Enjoy, share widely and know that I'm rooting for all the teachers who explain and all the students who still ask why.

[Edited 12/3/2013 to add background for newcomers to the blog, like those who are here via the Math Forum Newsletter. Welcome!]

8 comments:

  1. Tina - just started reading; it's amazing! You're amazing! I'm so impressed that you put this together while doing everything else you do - like teaching. Thank you; I intend to share this with my entire department.

    ReplyDelete
  2. I really like this document! I try to avoid teaching tricks, but them my students read the textbook and pick them up anyway :(

    I found some typos:
    page 21 (5.3 Nix: Cancel): missing two "-symbols: at the end of the sentence "cross-out stuff by magic" and after |cancel" in the fix section
    page 22 (5.4 Nix: Take/Move to the Other Side) missing "-symbol at the end of "We add the opposite to both sides. That gives us zero on the left and leases +4 on the right." in the fix section
    page 24 (6.1 Nix: what is b?) '-symbols missing in "doesn't" and "you're" in the because section

    ReplyDelete
  3. Really nice work. Congratulations.

    ReplyDelete
  4. Just started reading - Nice job! I am intrigued by your ideas about order of operations. Thinking about doing the "more powerful" operations first is really interesting. As a sixth grade teacher who is always trying to undue misconceptions - multiplying makes things bigger, subtracting makes things smaller - the sentence about exponents increasing at a faster rate than mulitplication caught my attention. I wonder if you might want to say "increases or decreases" instead. When the number is a proper fraction and you use it as a power or factor it isn't increasing. I am very interested to know what you think.

    ReplyDelete
  5. LOVE THIS!! I just sent out the book to our math teachers! FOIL and Cross Multiplication have always been pet peeves of mine.
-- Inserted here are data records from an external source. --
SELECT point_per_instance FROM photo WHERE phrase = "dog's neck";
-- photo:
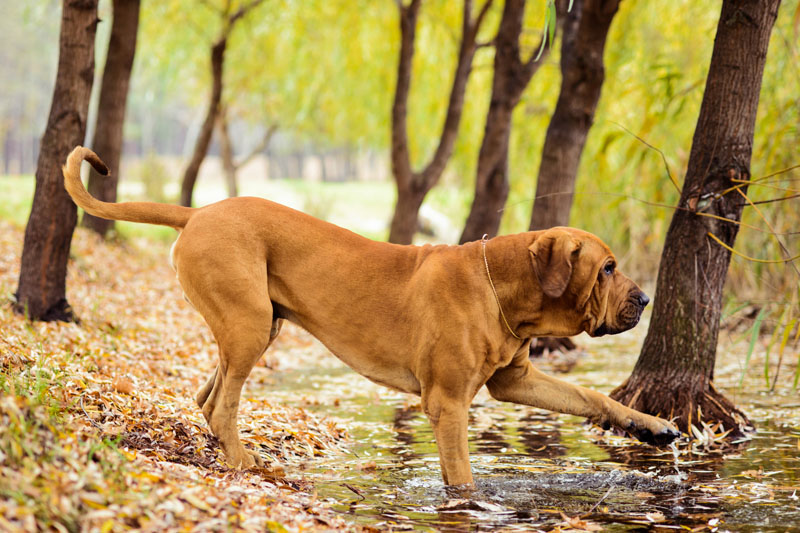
(515, 283)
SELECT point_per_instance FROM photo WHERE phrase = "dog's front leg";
(449, 418)
(522, 383)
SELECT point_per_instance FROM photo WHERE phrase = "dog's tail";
(146, 212)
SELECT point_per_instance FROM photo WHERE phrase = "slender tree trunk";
(674, 373)
(413, 186)
(226, 153)
(42, 282)
(511, 77)
(582, 75)
(207, 129)
(111, 110)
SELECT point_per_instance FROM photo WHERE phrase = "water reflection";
(531, 466)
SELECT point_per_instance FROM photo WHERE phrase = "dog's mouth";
(628, 318)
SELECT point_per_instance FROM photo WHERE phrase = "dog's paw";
(244, 459)
(661, 437)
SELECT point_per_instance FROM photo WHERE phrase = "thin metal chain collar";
(491, 284)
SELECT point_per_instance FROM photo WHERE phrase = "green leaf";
(753, 337)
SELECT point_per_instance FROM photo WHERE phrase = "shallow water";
(535, 470)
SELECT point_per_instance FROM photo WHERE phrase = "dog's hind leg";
(206, 390)
(233, 298)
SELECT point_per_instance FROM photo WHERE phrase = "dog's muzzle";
(628, 316)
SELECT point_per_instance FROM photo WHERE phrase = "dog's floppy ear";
(552, 254)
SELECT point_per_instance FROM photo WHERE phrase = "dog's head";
(582, 286)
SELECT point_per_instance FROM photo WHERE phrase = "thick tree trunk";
(42, 282)
(207, 129)
(511, 76)
(582, 75)
(413, 186)
(111, 110)
(674, 373)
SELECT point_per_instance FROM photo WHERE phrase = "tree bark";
(226, 154)
(111, 110)
(582, 75)
(41, 293)
(413, 186)
(674, 373)
(229, 165)
(207, 129)
(511, 77)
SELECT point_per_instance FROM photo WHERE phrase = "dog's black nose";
(643, 299)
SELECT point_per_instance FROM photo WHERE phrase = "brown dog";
(436, 321)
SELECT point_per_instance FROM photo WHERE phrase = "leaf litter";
(100, 432)
(98, 426)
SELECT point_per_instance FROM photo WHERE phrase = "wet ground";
(535, 470)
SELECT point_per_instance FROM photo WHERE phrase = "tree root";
(685, 404)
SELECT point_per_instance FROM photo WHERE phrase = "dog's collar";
(494, 291)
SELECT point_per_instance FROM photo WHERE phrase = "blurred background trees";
(310, 87)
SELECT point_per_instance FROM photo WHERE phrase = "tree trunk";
(226, 153)
(207, 129)
(42, 282)
(511, 77)
(413, 186)
(111, 110)
(582, 75)
(673, 376)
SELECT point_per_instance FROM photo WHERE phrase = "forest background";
(322, 75)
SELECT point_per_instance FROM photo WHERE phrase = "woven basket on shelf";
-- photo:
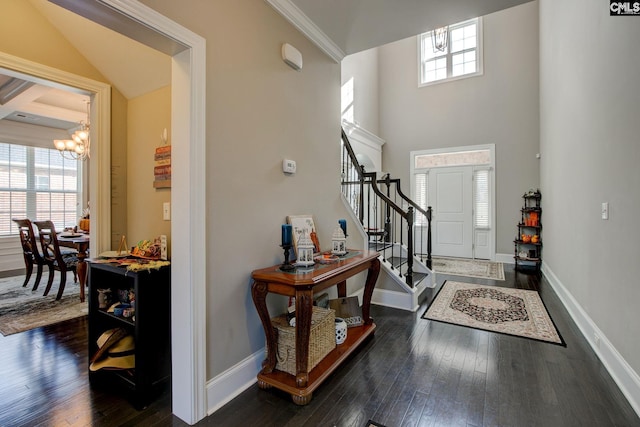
(322, 339)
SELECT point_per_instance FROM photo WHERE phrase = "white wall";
(363, 69)
(589, 127)
(499, 107)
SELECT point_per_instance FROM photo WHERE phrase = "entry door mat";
(510, 311)
(477, 268)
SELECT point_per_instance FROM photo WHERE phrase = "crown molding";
(306, 26)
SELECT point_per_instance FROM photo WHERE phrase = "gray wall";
(363, 68)
(589, 127)
(499, 107)
(259, 112)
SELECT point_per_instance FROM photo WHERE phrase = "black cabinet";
(528, 242)
(149, 324)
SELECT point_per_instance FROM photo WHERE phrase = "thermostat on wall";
(288, 166)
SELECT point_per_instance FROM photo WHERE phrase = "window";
(481, 198)
(37, 183)
(462, 56)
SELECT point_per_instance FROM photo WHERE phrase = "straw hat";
(116, 350)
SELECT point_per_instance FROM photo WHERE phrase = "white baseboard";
(400, 300)
(623, 374)
(229, 384)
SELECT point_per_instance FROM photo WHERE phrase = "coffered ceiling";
(131, 67)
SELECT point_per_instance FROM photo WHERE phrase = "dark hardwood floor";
(413, 372)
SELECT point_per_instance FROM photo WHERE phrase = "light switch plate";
(166, 211)
(288, 166)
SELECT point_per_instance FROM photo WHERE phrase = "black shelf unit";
(528, 242)
(151, 329)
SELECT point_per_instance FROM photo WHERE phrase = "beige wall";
(26, 34)
(40, 42)
(259, 111)
(147, 116)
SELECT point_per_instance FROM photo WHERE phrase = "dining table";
(80, 242)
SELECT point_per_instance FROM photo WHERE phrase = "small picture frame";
(300, 223)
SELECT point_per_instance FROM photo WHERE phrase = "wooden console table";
(303, 284)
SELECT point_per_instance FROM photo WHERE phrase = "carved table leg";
(372, 277)
(259, 295)
(342, 289)
(304, 309)
(81, 269)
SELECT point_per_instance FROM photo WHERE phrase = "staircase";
(395, 226)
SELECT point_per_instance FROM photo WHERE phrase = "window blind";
(481, 198)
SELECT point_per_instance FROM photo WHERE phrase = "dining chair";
(54, 257)
(30, 251)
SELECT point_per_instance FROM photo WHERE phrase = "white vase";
(341, 330)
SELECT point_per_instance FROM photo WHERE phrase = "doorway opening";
(458, 183)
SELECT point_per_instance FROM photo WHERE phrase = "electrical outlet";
(288, 166)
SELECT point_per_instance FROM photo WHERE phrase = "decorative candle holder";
(338, 242)
(286, 266)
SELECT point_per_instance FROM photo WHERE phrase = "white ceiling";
(357, 25)
(131, 67)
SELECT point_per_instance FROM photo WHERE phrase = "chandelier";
(78, 146)
(439, 38)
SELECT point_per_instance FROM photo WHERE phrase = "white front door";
(451, 198)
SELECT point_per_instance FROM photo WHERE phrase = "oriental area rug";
(510, 311)
(481, 269)
(22, 309)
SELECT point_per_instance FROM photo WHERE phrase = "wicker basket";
(322, 339)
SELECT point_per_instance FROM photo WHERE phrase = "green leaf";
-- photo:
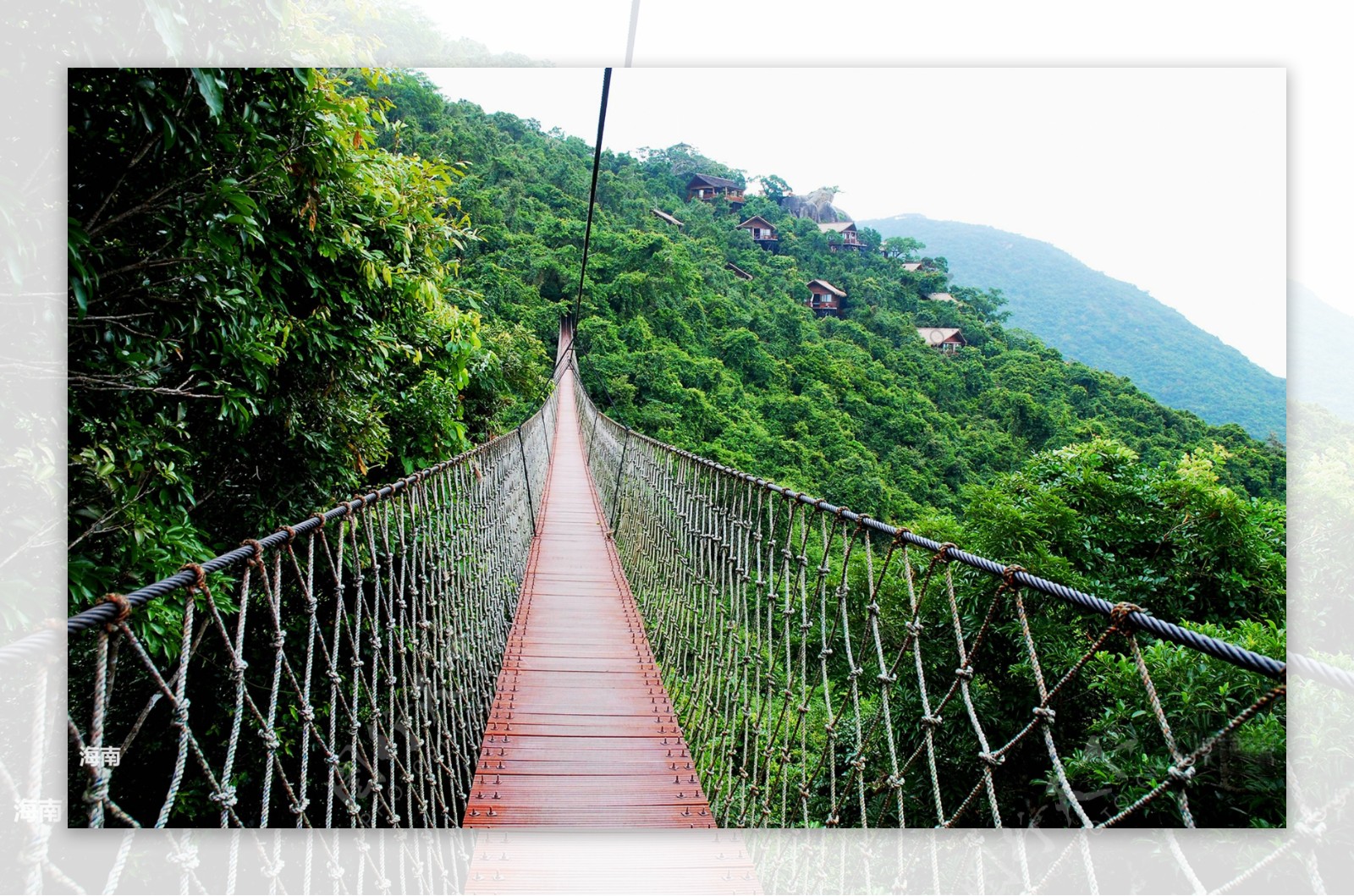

    Thank you for your awesome work on this project!!

    ReplyDelete
  6. Thanks all!

    trigortreat- thanks so much for catching those, TeX is super picky about ` vs ' etc.

    Diana - good call. The idea of doing the most powerful operations was a new one to me too. Interestingly the misconception of "multiplying makes things bigger" is one we had listed for a potential new section called "Things that used to be true" and yet I fell prey to it myself. Fixed now.

    ReplyDelete
  7. I love the idea of "things that used to be true." One of my colleagues once had a bulletin board with gravestones on it. Every time her students uncovered a misconception she recorded it in her "math graveyard." Not really in my comfort zone, but it worked for her. Some of the ones that drive me nuts as a sixth grade teacher, besides multiplying makes it bigger, are: "bigger number in the dividing house", bigger number on top to subtract, and squares are not rectangles. Today the misconception we were rooting out was about rounding. It goes something like keep the numbers in front the same, adjust the underlined number, and change the numbers behind to zero. Well, we were rounding decimals - so we hit something else that "used to be true."
    Looking forward to reading more and sharing with my colleagues.

    ReplyDelete
  8. Thanks Diana! I'll add those to the list and try to get that document public soon.